Perhaps your industry has rigorous requirements for compliance with standards, legally mandated procedures, etc.  Use infoSavant to set up tools to support the compliance needs within your subject matter domain.

managed archival via knowledge aging

It isn’t a good idea to throw away knowledge, but sometimes you want to filter it out.  infoSavant provides two convenient methods for this.  You can literally filter it out of views provided to the group members.  Or you can establish intelligent archive parameters to archive knowledge units that have not been accessed within a certain period of time.

helps manage projects w/ “life-cycles” – use existing guide or build your own

Project management is more than popular task management tools.  They are essential, even indispensable, but they don’t provide enough.  They don’t help you keep track of product features assigned to different releases.  They don’t help you assemble the information about features to edit and publish release documents.  They don’t help you keep track of quality documents.

infoSavant is well suited to help you manage your project which has phases in a “life-cycle”.  infoSavant has a life-cycle subject matter guide which applies defaults and structures to make it convenient for you to manage a life-cycle project.  Or, follow the suggestions in the User Guide to build your own highly flexible and capable tool to manage your projects. 

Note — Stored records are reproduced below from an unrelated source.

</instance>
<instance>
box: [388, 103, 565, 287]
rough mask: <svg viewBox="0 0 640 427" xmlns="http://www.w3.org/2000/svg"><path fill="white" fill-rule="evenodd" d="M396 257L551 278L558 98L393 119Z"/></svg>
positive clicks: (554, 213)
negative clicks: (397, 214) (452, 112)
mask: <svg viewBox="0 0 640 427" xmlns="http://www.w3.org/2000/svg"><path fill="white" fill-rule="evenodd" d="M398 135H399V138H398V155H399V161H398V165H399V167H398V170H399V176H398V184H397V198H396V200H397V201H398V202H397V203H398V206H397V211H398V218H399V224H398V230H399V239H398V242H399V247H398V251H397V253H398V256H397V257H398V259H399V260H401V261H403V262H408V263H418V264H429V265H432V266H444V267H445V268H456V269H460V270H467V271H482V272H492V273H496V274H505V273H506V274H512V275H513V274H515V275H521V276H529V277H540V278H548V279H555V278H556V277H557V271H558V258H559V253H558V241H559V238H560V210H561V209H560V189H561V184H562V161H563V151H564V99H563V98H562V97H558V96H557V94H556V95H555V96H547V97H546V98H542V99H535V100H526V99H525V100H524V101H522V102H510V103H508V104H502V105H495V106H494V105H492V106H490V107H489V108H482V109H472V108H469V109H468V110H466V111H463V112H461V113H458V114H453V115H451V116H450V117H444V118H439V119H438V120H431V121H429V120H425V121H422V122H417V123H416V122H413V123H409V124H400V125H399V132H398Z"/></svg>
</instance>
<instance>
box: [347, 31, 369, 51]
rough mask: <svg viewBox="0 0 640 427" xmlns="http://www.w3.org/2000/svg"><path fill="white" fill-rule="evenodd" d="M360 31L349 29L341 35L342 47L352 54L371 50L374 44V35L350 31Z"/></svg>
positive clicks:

Of course you can acquire a full-blown life-cycle management package, but you will find that it exists outside of the environment in which you actually do your work.  infoSavant gives you the tools to capture and build knowledge while you build your product . . . . and to manage its deployment within phases . . . all at the same time.

How to Use infoSavant in Your Specific Knowledge Domain

Because infoSavant presents such an open and flexible toolset, small groups want to know how to become immediately productive in ways that address their specific subject matter domain. 

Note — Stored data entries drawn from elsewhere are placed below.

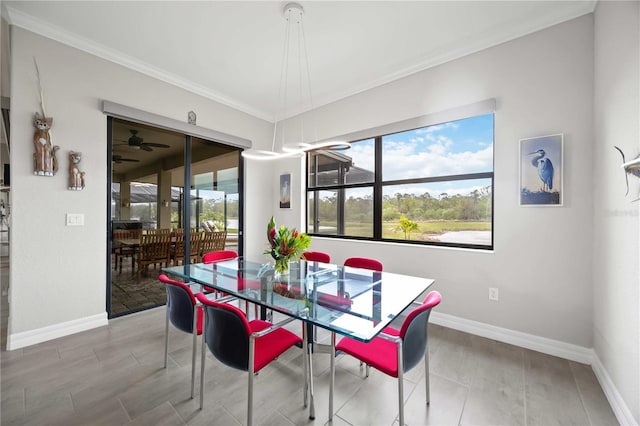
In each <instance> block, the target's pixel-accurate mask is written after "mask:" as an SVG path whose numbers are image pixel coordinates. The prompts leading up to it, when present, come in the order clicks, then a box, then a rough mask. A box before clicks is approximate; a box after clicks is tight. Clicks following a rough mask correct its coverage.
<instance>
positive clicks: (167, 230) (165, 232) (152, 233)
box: [144, 228, 171, 234]
mask: <svg viewBox="0 0 640 426" xmlns="http://www.w3.org/2000/svg"><path fill="white" fill-rule="evenodd" d="M144 233H145V234H171V229H169V228H152V229H145V231H144Z"/></svg>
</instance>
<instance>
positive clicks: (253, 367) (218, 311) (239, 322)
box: [197, 293, 304, 425]
mask: <svg viewBox="0 0 640 426" xmlns="http://www.w3.org/2000/svg"><path fill="white" fill-rule="evenodd" d="M197 298H198V300H199V301H200V303H202V306H203V308H204V332H203V333H202V359H201V363H200V409H202V408H203V405H204V369H205V359H206V356H205V355H206V348H209V351H210V352H211V353H212V354H213V356H214V357H216V359H218V360H219V361H220V362H222V363H223V364H225V365H227V366H229V367H231V368H235V369H237V370H241V371H246V372H247V375H248V396H247V425H251V424H253V379H254V375H255V373H257V372H258V371H260V370H262V369H263V368H264V367H266V366H267V365H269V363H271V362H272V361H273V360H275V359H276V358H278V357H279V356H280V355H282V354H283V353H284V352H286V351H287V350H288V349H289V348H291V347H292V346H298V347H302V339H301V338H300V337H298V336H296V335H295V334H294V333H292V332H290V331H289V330H286V329H284V328H282V326H284V325H285V324H287V323H289V322H291V321H293V320H294V318H293V317H291V318H288V319H286V320H284V321H281V322H279V323H278V324H272V323H270V322H268V321H263V320H259V319H254V320H251V321H249V320H247V318H246V317H245V315H244V313H243V312H242V310H240V309H239V308H238V307H236V306H234V305H231V304H229V303H221V302H216V301H214V300H209V299H208V298H207V297H206V295H205V294H203V293H198V295H197ZM303 368H304V367H303Z"/></svg>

¨        Just start using infoSavant and let the best structure suggest itself to your group, naturally, which you are working on your project.

¨        Consult one or more of the published infoSavant Subject Matter Guides: 

·          ISO 9000 compliance

·          Software development projects

·          Project life-cycle management

¨        Read the material in the  infoSavant User Guide, which describes how to establish the knowledge organization most compatible with your subject matter

How the Landscape of Knowledge Collaboration May Change

What will certainly change

We can be sure that the landscape of knowledge collaboration will change.  We can predict that workers will want to be able to work with new and exciting media for the expression of knowledge.  Large vendors will compete and will attempt to influence corporations in directions supporting their commercial interests.  We should expect that information will be generated in an exponentially accelerated pace.  But, does this foster the creation of knowledge or present forces of confusion and dissolution?  Trends suggest that both effects will be in play.

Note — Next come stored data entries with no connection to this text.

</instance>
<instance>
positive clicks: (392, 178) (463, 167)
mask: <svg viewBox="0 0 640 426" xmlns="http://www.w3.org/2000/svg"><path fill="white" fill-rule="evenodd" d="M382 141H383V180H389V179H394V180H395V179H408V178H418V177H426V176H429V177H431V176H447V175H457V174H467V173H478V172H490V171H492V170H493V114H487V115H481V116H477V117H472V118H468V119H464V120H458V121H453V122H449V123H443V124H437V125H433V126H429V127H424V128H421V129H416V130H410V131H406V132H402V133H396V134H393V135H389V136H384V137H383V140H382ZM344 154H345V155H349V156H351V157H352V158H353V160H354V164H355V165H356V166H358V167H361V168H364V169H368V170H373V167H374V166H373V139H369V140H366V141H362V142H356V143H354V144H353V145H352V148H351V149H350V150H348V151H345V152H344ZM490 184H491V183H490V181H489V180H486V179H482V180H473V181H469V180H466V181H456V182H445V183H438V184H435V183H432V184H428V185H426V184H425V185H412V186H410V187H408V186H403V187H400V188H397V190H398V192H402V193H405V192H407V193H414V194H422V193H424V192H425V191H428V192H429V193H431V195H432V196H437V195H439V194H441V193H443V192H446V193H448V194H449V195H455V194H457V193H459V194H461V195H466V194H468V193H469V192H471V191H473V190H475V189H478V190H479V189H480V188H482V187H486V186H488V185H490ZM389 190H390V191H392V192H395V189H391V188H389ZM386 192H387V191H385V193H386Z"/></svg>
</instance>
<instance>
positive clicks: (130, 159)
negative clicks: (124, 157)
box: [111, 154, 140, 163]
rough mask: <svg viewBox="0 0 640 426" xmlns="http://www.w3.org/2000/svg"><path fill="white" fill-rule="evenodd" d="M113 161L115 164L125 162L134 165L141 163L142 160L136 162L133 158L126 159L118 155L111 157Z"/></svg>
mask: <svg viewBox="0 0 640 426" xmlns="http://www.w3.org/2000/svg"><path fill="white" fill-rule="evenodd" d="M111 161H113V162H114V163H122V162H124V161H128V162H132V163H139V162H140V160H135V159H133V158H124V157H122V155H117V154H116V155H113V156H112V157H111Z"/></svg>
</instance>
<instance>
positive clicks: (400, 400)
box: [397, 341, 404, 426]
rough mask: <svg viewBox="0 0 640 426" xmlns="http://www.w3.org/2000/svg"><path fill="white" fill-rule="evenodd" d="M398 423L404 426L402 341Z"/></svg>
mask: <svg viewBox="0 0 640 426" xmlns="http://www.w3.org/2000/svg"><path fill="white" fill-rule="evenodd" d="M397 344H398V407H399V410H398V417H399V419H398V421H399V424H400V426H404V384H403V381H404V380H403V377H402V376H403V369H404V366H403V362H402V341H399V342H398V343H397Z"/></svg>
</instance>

How will your organization be able to take advantage of the emerging knowledge creation, yet be shielded from the onslaught of information?

What will probably not change

¨        Knowledge derives its value when it is shared.

¨        Hence, workers need convenient tools for creating and sharing knowledge.

¨        The “sweet spot” of knowledge will be found in a harmony of content and context.

¨        The most productive engine of knowledge is the small group, regardless of its organizational purity or affiliation.

¨        There is no one-size-fits-all principle for structuring knowledge data.

¨        Groups have differing leadership styles and needs and these can change over the life of the endeavor.

¨        Productive groups need a balance between “tight” controls as found in high-efficiency, native storage schemes and open or “loose” arrangements where external documents and objects can be linked to the project.

¨        There is no single answer for rules regarding knowledge ownership and accessibility.  Let the group decide.

¨        Knowledge endeavors are living things.  Give them the proper environment to breathe and grow.